The company that oversees the University's assets reported it successfully managed the endowment last year.

The fund in which most of the endowment is invested returned about 17.5 percent last year, far above the 9.9 percent earned by the standard market benchmark, said Duke Management Company officials in a presentation Wednesday.

DUMAC, a non-profit corporation formed by the University's Board of Trustees about four years ago, is charged with investing the University's $1.46 billion in assets. The University's endowment of about $600 million ranks among the smallest of its peer institutions.

The Board of Trustees received a report from DUMAC this past weekend.

Most of the University's endowment is invested in DUMAC's long-term pool, which holds the most risk but also generates the highest return of DUMAC's three main funds.

The amount of money earned from investing the endowment relative to its size ranks Duke in the top half of the 25 largest university endowments' returns, said Andrew Golden, DUMAC investment director.

"According to most of the measures that we know about, they're fully consistent with the returns of the very best university endowments of comparable size," said Roy Weintraub, acting dean of the faculty of Arts and Sciences.

The University is budgeted to spend an amount of money equal to 5.5 percent of the endowment annually, Golden said.
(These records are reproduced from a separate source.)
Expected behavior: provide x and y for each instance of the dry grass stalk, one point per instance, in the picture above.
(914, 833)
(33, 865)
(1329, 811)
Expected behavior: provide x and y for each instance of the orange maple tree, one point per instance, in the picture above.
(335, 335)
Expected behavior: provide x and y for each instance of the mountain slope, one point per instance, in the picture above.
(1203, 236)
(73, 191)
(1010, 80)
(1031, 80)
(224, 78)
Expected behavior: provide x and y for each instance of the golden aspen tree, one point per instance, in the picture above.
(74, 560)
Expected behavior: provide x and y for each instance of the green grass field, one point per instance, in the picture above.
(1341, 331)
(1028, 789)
All additional money is placed back into the endowment.

To maintain the size of the endowment relative to inflation, DUMAC needs an annual average return greater than 10 percent.

DUMAC's intermediate- and short-term pools, which carry lower levels of risk and generally report lower returns, had mixed results.

The $90 million invested in the intermediate-term pool has not done as well as standard industry benchmarks, said Mike Hennessy, the DUMAC portfolio strategist in charge of the pools.

During the last two years, the pool has returned an average of 6.4 percent annually, much less than the 8 percent returned by its benchmark.

Hennessy said the lackluster returns result from poor investment decisions made when the fund was instituted about two years ago.

Too much of the pool's money was held in cash and in mortgages, which performed poorly relative to the rest of the market, he said.

During the last half of 1993, the pool has performed better, giving marginally higher returns than the industry benchmarks.

The short-term pool returned 3.5 percent in 1993, marginally better than the benchmark. Departments that need ready access to their money are the biggest investors in the pool, which contained more than $250 million at the end of 1993.

Beginning Jan. 1, DUMAC replaced its short-term pool with a new institutional reinvestment account. The account will work like a bank--DUMAC will keep enough cash on hand to meet its investors' needs and will place the rest in longer-term, higher-interest earning investments. Any sector of the University that invests in the account is guaranteed a return 10 percent higher than the pool's benchmark. Profits from this account are funneled to the Office of the President.